Comment l’Europe peut-elle demeurer fidèle aux Essais de Montaigne et à Don Quichotte tout en s’affirmant face à Vladimir Poutine et Donald Trump ? L’esprit européen est celui du doute et du dialogue, pas de la vérité imposée. Cet état esprit a été fécondé par les grands récits mythologiques et les chefs-d’œuvre de la littérature. Dante, Goethe, Shakespeare, Rabelais, Cervantès, Kafka et d’autres peuvent bien revendiquer la paternité de l’Europe. Car oui, le roman est bien un idéal européen, comme le rappellera William Marx lors du colloque Europe de L’Express, qui se tiendra le 24 novembre, au Palais des Congrès de Strasbourg. Ecrivain, essayiste, ce professeur au Collège de France, titulaire de la chaire Littératures comparées, a notamment publié Un savoir gai (Minuit, 2018), Des étoiles nouvelles. Quand la littérature découvre le monde (Minuit, 2021) et Un été avec Don Quichotte (Éditions des Equateurs/France Inter, 2024).

L’Express : En quoi le roman est-il un « idéal européen » ?

William Marx : Il n’y a pas d’Europe sans récits communs. La littérature a fourni à la civilisation européenne ses mythes fondateurs : ceux de l’Antiquité gréco-romaine, en particulier l’Enéide de Virgile. Le mythe d’Enée, héros venu de Troie pour fonder Rome, est celui de l’exil fondateur. Voilà le mythe européen par excellence : l’idée que notre civilisation vient d’ailleurs, qu’elle naît du déplacement, de la migration, que nous puisons nos références chez d’autres. Tous les peuples se sont reconnus dans cette légende : les rois de France, dès le XVIᵉ siècle, se disaient descendants des Troyens !

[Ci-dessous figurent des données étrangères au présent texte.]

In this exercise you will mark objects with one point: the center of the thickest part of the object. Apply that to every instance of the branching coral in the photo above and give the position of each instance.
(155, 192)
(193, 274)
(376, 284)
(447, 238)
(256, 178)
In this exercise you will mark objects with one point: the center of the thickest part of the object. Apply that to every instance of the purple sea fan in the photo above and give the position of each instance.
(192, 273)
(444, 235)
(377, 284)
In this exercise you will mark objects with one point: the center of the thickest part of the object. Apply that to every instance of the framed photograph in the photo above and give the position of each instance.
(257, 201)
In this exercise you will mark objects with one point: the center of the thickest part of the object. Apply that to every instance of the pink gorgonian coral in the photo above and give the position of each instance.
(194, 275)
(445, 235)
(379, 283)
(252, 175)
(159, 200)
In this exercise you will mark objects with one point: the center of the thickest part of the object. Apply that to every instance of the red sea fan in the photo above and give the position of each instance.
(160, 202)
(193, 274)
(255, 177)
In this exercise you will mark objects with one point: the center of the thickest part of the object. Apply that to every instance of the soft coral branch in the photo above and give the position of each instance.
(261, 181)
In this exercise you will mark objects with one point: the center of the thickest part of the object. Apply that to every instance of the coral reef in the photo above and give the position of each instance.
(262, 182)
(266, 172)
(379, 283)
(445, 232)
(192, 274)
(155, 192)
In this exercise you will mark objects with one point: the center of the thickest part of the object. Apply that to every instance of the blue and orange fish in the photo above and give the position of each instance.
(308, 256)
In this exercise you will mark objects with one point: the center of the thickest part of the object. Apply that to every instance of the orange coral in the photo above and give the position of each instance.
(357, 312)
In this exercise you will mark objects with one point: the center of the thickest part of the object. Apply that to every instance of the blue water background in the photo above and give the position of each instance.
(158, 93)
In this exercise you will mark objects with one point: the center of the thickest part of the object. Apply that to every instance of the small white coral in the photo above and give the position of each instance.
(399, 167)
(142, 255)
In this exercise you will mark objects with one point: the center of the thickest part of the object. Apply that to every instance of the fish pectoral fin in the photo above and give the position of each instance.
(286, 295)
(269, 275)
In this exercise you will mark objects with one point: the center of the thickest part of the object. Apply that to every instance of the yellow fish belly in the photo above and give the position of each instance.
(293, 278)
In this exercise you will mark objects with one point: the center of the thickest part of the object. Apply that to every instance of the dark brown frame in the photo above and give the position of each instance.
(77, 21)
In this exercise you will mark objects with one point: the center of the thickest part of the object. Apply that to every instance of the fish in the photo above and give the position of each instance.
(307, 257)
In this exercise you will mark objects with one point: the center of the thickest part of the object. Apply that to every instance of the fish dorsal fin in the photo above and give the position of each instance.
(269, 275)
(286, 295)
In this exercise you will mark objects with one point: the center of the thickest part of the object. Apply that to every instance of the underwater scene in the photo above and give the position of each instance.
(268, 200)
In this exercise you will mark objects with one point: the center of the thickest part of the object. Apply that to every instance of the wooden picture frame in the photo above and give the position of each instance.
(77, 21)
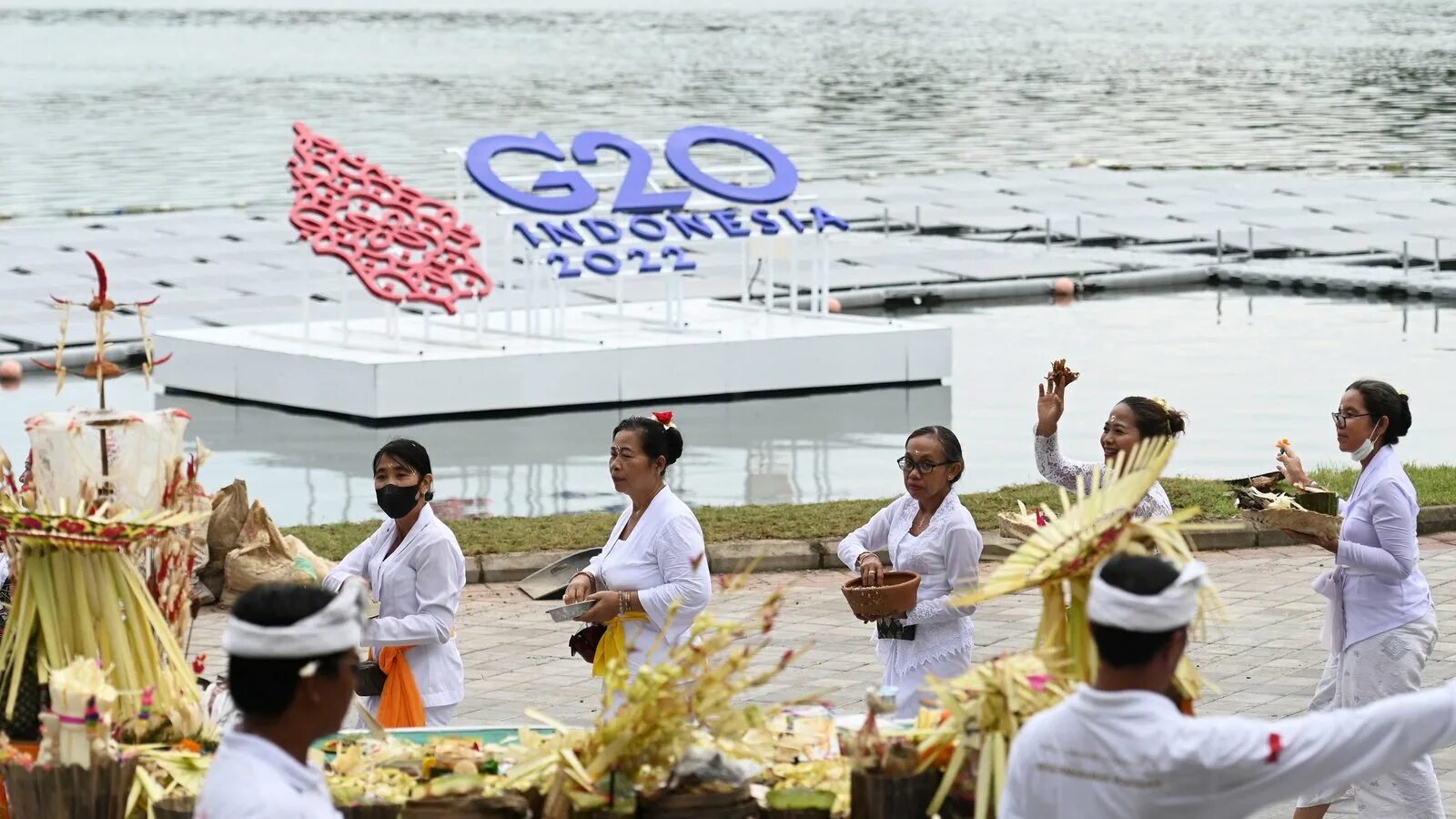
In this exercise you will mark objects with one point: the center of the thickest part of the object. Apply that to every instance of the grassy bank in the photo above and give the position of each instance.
(1436, 486)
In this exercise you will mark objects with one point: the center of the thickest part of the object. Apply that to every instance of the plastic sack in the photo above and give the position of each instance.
(229, 513)
(264, 555)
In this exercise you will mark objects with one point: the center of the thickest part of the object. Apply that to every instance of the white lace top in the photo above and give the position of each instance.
(1067, 472)
(945, 555)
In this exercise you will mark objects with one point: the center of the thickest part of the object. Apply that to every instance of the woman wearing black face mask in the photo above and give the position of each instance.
(414, 567)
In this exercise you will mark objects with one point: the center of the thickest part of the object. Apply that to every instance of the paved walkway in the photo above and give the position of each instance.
(1266, 661)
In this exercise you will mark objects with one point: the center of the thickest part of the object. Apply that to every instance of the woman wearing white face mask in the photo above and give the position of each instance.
(1380, 624)
(414, 569)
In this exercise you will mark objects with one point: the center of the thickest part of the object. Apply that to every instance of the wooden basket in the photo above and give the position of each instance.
(895, 596)
(892, 797)
(1016, 528)
(1296, 521)
(50, 793)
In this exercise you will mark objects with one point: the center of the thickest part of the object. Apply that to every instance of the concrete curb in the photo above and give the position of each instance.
(814, 554)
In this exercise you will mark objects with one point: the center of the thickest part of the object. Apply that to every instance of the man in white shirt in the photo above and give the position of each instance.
(291, 659)
(1121, 749)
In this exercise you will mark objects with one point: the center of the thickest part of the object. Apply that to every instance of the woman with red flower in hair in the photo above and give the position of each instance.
(654, 559)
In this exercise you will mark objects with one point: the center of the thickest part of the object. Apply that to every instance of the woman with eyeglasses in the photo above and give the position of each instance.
(1130, 421)
(928, 532)
(1380, 624)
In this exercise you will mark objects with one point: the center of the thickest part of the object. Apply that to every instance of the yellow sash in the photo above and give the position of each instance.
(613, 643)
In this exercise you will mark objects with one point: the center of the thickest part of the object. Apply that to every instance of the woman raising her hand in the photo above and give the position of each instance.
(1128, 423)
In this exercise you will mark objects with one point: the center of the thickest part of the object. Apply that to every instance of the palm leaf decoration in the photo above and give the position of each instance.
(1060, 557)
(986, 707)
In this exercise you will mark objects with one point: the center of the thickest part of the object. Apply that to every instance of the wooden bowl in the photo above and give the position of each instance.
(895, 596)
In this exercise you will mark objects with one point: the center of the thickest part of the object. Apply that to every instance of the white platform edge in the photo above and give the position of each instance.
(727, 350)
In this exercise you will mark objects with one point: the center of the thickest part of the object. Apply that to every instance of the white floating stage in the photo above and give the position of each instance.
(402, 368)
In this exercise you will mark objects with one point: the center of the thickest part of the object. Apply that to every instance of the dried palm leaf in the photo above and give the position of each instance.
(987, 705)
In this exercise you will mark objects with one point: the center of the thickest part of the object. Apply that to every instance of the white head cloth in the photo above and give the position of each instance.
(332, 630)
(1149, 614)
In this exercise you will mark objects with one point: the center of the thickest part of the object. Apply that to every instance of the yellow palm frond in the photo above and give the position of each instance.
(1087, 531)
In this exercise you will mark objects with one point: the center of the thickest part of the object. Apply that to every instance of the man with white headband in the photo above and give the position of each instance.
(291, 652)
(1120, 748)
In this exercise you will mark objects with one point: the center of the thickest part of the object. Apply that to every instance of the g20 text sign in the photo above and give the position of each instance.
(652, 213)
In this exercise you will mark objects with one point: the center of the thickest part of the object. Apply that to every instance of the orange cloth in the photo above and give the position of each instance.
(399, 705)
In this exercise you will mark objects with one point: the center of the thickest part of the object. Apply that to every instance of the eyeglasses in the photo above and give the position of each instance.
(924, 467)
(1341, 420)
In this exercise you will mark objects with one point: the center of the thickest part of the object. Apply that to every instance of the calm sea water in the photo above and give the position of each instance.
(189, 102)
(1249, 368)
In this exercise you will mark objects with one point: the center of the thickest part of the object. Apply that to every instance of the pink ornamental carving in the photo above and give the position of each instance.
(404, 245)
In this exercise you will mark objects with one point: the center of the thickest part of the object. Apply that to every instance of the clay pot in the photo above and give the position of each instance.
(895, 596)
(733, 804)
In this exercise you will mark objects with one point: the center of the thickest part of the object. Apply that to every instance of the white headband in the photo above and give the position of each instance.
(332, 630)
(1149, 614)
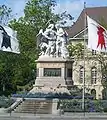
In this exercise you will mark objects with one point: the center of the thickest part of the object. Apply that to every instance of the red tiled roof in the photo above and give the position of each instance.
(96, 13)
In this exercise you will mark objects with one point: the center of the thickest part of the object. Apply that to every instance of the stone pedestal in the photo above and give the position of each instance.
(53, 75)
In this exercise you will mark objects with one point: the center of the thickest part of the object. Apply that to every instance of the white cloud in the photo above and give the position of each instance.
(72, 7)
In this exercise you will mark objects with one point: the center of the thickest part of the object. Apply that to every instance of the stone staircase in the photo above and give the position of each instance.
(35, 107)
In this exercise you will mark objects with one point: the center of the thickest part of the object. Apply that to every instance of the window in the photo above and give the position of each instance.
(104, 77)
(93, 52)
(81, 74)
(93, 75)
(52, 72)
(69, 72)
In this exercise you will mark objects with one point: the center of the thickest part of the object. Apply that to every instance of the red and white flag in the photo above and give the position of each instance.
(97, 36)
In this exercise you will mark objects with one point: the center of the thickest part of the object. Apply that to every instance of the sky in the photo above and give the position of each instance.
(73, 7)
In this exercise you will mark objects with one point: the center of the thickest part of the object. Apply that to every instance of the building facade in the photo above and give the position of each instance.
(88, 68)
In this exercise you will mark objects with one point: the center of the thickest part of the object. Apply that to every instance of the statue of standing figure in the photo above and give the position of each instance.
(53, 41)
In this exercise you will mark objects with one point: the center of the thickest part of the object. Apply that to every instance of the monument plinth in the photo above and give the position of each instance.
(54, 74)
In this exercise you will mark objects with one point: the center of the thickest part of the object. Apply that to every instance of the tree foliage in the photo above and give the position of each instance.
(17, 71)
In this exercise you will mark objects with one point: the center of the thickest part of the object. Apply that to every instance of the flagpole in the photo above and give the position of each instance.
(83, 94)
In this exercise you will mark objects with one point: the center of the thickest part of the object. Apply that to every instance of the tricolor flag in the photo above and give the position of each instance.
(97, 36)
(8, 40)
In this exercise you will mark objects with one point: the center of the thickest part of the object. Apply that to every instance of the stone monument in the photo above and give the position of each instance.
(54, 67)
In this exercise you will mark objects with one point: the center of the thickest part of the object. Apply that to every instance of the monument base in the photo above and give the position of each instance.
(54, 75)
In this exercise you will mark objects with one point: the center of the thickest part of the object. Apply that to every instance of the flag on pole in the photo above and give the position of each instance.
(97, 36)
(8, 40)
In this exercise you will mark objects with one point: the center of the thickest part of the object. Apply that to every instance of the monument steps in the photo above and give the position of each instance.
(34, 106)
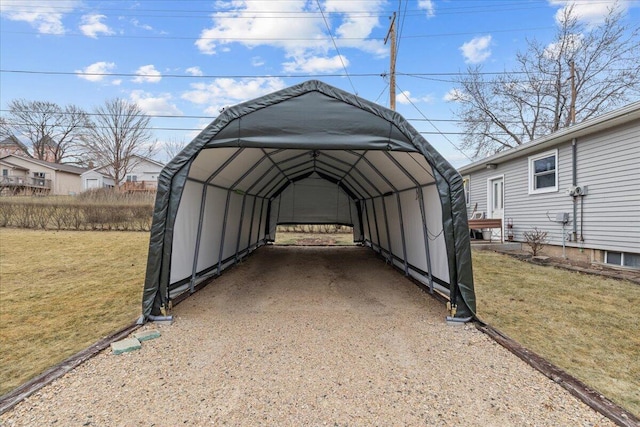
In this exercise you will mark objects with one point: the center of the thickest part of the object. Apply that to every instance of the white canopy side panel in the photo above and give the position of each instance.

A ces sources antiques s’ajoute la matière celtique, la légende arthurienne née dans les îles britanniques puis fixée en français par Chrétien de Troyes. Ces récits de chevalerie ont circulé dans toute l’Europe : en Allemagne, en Espagne, en Italie, jusqu’à l’Europe de l’Est. On a même retrouvé des romans arthuriens écrits en yiddish ! Avant même d’être un projet politique, l’Europe fut un espace de fiction et d’imaginaire partagé. Ce qui rend possible l’Europe, c’est la culture européenne.

A commencer par les grands romans qui composent son patrimoine…

Le roman suppose la coexistence des contraires. Il met en scène des voix indépendantes, contradictoires, qui s’écoutent et s’opposent. Cet art du pluralisme, c’est aussi celui de la démocratie. Le roman européen repose sur la reconnaissance de l’autre, de sa dignité, de son mystère.

Flaubert nous fait voir le monde à travers les yeux de Madame Bovary ; Dostoïevski nous plonge dans les consciences les plus opaques. Le lecteur doit comprendre sans juger. C’est une éthique avant d’être une esthétique : apprendre à se mettre à la place d’autrui, même quand il est ridicule, comme don Quichotte. Le roman est une école d’humanité.

Don Quichotte, c’est nous ?

Don Quichotte inaugure quelque chose de radicalement nouveau : un roman qui critique le roman. Cervantès fait du récit un instrument de réflexion sur la société, la justice, la religion, le pouvoir. Le fou Don Quichotte devient le véhicule d’une critique universelle. Il incarne la liberté de ton, la liberté de forme, et surtout l’ironie.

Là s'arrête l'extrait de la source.